Mientras, en Andalucía, Vascongadas y Cataluña, no despegan ni por
asomo.
Por lo demás, se desmiente
de nuevo la especie de que la tibieza favorece la acogida del
electorado al PP. Pues han sido, precisamente, en los lugares en los
que el mensaje del PP es más claro, aquellos en los que ha obtenido
mejores resultados. Ni Feijoo ni Arenas, ni en Cataluña ni en
Extremadura ni en Baleares; Madrid, Valencia, Murcia, las dos
Castillas. Donde más se despega del pseudoprogresismo gallardonista,
el PP obtiene más apoyos.
Muchos millones de
españoles se han echado a la calle en estos años. Su caudal ha sido
aprovechado por el PP, desde luego, aunque ellos se han movilizado
por causas dignas, por honestidad, por hartazgo ante la ignominia.

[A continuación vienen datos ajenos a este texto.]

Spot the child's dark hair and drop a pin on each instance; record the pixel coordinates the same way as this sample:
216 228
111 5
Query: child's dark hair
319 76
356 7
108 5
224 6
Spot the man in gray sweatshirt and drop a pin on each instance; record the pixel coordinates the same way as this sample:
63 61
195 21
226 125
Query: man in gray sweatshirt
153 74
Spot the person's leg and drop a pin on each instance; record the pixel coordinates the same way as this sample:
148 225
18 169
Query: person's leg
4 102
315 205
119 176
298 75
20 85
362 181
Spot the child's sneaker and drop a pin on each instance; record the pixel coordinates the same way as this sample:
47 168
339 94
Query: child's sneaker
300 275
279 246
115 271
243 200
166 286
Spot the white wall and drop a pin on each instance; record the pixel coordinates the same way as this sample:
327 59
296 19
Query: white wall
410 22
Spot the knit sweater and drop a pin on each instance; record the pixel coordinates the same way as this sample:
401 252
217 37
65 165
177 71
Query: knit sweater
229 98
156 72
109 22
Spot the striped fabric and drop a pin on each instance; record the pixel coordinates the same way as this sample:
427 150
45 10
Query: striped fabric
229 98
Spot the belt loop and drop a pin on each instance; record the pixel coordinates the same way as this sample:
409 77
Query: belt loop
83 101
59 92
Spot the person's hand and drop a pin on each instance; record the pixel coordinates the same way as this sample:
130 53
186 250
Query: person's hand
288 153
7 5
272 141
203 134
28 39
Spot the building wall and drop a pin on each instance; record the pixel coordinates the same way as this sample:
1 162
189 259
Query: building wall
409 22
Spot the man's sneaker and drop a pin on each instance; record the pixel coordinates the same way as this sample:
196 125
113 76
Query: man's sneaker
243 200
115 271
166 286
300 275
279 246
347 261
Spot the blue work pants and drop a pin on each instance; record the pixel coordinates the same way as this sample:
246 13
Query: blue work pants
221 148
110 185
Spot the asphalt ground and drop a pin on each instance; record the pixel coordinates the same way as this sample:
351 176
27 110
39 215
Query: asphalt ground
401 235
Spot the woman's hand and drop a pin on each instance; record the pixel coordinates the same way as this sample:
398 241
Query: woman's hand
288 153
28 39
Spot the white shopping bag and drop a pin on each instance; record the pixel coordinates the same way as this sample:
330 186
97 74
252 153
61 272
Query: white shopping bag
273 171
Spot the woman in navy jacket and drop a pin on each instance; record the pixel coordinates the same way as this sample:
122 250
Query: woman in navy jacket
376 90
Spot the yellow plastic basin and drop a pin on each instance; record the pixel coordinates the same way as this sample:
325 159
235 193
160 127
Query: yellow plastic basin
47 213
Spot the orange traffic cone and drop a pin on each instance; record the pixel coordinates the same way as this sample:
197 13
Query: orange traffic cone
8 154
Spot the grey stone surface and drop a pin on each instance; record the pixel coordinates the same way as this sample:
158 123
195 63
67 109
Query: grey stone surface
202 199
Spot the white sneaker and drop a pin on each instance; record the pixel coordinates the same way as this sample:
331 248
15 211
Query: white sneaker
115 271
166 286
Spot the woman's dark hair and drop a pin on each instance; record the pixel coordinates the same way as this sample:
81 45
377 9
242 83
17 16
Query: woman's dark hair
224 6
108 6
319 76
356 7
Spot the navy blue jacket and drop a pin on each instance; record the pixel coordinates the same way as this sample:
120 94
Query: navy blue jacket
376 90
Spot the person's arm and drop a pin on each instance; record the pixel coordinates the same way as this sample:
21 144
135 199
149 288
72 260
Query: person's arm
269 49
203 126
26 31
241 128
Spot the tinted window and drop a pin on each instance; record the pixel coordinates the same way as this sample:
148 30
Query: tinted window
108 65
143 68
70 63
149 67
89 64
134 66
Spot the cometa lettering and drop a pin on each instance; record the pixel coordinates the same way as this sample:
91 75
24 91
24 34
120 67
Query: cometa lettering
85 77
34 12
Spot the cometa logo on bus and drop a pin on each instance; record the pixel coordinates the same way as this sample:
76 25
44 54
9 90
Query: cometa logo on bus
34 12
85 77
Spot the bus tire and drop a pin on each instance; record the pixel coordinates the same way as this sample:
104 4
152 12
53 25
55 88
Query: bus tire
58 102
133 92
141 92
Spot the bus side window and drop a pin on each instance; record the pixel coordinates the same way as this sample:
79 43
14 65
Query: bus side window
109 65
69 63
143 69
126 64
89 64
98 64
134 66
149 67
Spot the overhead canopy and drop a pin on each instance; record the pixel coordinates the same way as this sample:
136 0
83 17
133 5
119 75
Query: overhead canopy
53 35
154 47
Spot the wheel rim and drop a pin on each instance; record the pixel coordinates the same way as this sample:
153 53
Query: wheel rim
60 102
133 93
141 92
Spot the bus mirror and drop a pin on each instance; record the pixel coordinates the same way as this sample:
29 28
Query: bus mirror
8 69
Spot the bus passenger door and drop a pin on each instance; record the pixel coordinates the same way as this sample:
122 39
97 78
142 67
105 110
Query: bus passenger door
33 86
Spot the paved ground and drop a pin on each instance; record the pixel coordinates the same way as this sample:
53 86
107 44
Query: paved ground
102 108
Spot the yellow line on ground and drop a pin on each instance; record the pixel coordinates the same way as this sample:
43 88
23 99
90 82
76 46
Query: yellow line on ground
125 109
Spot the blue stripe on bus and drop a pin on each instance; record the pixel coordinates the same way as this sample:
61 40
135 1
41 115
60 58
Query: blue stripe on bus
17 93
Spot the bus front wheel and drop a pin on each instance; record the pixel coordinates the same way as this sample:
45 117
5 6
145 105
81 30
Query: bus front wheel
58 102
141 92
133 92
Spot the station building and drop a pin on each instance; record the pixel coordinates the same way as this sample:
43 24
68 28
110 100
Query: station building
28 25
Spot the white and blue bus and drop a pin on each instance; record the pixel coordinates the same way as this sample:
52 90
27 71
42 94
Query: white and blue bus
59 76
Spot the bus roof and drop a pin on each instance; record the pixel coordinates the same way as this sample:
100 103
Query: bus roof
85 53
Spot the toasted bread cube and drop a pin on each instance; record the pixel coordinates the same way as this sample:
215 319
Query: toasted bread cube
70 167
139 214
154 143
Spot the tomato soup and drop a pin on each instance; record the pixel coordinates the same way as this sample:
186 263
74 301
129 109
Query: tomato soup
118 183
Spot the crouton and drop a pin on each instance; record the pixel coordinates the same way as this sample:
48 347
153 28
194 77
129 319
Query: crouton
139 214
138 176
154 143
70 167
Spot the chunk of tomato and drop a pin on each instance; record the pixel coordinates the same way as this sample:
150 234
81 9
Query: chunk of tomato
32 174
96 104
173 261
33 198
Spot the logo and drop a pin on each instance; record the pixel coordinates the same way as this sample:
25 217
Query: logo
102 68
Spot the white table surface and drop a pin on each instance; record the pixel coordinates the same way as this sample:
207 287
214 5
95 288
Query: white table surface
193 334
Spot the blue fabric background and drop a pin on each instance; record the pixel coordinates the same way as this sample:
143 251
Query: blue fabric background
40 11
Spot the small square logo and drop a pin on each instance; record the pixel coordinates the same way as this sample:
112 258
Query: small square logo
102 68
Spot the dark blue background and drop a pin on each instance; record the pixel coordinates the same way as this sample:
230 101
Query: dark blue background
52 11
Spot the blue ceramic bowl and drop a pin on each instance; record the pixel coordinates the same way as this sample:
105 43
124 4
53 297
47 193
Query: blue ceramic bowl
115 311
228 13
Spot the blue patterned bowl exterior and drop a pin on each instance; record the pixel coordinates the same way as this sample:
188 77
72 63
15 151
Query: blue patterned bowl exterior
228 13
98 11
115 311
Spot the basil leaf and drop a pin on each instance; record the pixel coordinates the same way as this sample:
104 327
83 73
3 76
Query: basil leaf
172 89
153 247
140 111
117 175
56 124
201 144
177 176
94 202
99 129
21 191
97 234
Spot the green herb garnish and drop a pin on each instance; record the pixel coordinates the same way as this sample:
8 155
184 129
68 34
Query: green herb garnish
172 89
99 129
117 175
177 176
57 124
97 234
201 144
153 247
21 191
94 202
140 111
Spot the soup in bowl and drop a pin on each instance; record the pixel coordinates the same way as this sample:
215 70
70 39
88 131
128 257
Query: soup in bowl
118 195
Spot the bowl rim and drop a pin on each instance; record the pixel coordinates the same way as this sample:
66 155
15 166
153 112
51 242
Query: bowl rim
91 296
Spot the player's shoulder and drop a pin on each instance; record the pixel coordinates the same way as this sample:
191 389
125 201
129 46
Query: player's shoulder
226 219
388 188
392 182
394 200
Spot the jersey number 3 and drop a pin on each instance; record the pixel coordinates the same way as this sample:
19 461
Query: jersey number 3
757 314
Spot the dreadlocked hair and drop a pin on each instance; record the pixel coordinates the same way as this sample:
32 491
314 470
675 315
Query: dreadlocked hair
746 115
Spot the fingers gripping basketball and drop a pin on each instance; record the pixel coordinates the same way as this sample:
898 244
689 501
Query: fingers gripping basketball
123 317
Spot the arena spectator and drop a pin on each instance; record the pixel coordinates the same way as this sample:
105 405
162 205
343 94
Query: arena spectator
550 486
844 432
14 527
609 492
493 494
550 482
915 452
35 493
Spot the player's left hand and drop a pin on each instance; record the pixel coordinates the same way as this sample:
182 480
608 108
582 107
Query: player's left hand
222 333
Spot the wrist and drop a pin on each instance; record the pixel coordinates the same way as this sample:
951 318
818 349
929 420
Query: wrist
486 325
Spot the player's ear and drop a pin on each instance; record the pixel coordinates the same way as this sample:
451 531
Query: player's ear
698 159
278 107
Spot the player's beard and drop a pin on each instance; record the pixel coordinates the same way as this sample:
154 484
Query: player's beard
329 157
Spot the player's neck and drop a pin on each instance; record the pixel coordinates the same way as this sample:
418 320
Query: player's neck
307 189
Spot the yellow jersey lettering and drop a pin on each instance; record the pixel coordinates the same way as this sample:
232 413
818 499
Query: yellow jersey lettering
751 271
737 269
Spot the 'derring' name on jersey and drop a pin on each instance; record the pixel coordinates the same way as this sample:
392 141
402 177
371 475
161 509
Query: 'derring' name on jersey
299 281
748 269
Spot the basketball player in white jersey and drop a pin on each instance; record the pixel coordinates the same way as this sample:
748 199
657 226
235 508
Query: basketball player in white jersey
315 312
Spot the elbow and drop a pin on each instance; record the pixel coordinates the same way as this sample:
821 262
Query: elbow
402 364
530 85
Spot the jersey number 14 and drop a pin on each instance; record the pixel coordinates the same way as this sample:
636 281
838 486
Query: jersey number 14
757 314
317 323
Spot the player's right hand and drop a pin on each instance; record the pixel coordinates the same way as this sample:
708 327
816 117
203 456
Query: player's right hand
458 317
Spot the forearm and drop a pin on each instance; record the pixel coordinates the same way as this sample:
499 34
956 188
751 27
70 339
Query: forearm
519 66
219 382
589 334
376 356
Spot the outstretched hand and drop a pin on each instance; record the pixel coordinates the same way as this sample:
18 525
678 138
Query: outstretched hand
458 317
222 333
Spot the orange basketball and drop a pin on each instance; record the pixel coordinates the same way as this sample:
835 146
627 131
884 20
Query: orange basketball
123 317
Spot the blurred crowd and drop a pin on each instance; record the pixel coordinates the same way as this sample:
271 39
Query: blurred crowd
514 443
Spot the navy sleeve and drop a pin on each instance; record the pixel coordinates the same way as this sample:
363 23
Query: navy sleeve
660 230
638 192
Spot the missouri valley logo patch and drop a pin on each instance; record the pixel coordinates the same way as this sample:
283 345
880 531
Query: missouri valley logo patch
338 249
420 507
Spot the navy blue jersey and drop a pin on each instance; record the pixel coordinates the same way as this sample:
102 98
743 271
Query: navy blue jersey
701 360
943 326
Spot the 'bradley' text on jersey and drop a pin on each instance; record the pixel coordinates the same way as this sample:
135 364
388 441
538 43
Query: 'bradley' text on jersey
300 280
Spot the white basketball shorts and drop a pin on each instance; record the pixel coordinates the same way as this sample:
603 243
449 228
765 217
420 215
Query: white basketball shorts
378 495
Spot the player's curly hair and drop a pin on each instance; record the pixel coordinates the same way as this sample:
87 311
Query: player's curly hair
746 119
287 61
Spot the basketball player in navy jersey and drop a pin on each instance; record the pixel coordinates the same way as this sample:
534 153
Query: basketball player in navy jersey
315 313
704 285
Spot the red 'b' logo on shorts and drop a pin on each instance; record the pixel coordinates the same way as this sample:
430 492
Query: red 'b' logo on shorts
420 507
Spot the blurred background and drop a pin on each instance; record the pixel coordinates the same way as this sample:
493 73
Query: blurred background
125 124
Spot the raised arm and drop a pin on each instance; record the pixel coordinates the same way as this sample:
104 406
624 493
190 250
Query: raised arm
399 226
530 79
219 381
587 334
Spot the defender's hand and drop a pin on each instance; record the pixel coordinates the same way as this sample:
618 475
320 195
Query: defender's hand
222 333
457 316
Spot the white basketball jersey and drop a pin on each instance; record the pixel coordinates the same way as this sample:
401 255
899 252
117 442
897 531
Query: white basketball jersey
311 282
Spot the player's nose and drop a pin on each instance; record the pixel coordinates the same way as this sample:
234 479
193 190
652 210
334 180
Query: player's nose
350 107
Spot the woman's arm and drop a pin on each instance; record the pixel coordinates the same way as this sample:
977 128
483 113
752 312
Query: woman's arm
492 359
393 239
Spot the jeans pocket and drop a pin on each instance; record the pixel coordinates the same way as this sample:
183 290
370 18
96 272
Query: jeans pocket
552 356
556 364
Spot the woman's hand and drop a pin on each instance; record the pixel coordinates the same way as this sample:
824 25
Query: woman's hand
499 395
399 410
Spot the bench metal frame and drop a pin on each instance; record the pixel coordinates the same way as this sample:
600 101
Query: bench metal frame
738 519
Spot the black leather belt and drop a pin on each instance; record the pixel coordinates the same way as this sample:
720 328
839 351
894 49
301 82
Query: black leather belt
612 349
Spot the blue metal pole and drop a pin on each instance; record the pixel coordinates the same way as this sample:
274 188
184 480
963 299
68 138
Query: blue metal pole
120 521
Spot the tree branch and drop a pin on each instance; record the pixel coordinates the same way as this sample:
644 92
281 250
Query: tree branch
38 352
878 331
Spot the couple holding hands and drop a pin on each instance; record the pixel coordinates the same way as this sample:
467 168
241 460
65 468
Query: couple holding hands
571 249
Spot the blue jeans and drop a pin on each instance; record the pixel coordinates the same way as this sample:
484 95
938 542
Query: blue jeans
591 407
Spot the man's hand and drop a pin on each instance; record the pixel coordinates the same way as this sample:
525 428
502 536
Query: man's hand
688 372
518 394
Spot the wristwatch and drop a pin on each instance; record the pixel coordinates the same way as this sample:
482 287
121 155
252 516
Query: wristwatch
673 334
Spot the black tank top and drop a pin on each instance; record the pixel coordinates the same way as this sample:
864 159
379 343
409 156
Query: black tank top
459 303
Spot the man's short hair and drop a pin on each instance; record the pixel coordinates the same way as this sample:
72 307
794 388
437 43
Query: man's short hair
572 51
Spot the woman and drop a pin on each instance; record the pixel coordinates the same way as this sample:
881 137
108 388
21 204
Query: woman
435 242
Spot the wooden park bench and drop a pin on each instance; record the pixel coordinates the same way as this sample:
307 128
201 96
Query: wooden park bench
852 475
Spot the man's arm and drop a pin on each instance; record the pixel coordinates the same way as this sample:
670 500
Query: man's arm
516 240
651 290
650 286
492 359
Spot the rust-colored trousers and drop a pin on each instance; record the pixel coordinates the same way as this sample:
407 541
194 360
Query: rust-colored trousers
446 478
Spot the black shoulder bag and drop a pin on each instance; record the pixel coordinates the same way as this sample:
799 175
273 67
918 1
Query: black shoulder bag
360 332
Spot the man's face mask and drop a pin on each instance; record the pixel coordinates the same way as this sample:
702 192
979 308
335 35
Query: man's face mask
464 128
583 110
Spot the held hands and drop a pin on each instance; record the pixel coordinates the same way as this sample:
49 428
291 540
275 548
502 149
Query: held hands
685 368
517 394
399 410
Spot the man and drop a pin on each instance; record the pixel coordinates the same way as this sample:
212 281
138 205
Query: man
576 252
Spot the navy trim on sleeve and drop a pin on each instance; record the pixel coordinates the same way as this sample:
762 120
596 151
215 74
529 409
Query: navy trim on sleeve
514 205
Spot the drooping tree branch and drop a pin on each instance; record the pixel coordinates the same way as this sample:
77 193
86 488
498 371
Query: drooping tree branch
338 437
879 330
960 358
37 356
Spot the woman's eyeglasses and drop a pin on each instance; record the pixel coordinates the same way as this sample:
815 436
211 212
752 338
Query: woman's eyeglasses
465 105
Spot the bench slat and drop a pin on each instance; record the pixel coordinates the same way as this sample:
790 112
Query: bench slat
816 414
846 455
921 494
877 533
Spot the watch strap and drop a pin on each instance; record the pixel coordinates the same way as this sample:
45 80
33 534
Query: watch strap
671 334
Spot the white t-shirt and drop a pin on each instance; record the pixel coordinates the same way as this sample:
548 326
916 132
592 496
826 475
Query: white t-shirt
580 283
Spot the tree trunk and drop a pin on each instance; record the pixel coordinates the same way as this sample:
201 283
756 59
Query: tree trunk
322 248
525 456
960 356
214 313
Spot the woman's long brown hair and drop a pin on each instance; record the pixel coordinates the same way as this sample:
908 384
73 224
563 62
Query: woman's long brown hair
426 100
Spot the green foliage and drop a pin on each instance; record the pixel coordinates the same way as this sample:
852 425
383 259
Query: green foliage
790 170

Pero otros muchos millones
miran para otro lado, mientras sus compatriotas se angustian ante lo
evitable. Esa degradación moral, la que representa la indiferencia
ante el destino del prójimo e incluso ante el colectivo, que
acontecía hasta ahora sólo en Vascongadas, se ha expandido por toda
España.
Aceptémoslo: este es un
pueblo envilecido, al que le da lo mismo que el gobierno se siente a
compartir mesa y mantel con ETA, al que le da igual que le engañen,
que le mientan, que le toreen, que lo dividan, que lo enfrenten, que
le adulteren su pasado, que el presidente se ría de él a través de
su canallesca estrategia de “dramatización”. Le da todo igual. Y con
estos bueyes hay que arar.
Ya sabe lo que tiene que
hacer el PSOE para alcanzar la mayoría absoluta en la próxima
convocatoria electoral: hundir dos o tres barrios en Barcelona,
practicar una cincuentena de socavones en el Prat y partir los
cascos de siete u ocho barcos, eso sí, siempre que no lleven escrito
sobre el casco la palabra “Prestige”.
Tras la sonrisa eunucoide
de ZP acecha la bilis de un par de siglos de sectarismo
reconcentrado. Con el nutriente de la anti-España militante no cabe
esperar sino lo peor. La coz y el rodillo. Todo un estilo de hacer
política, dice el presidente. Desde luego que sí.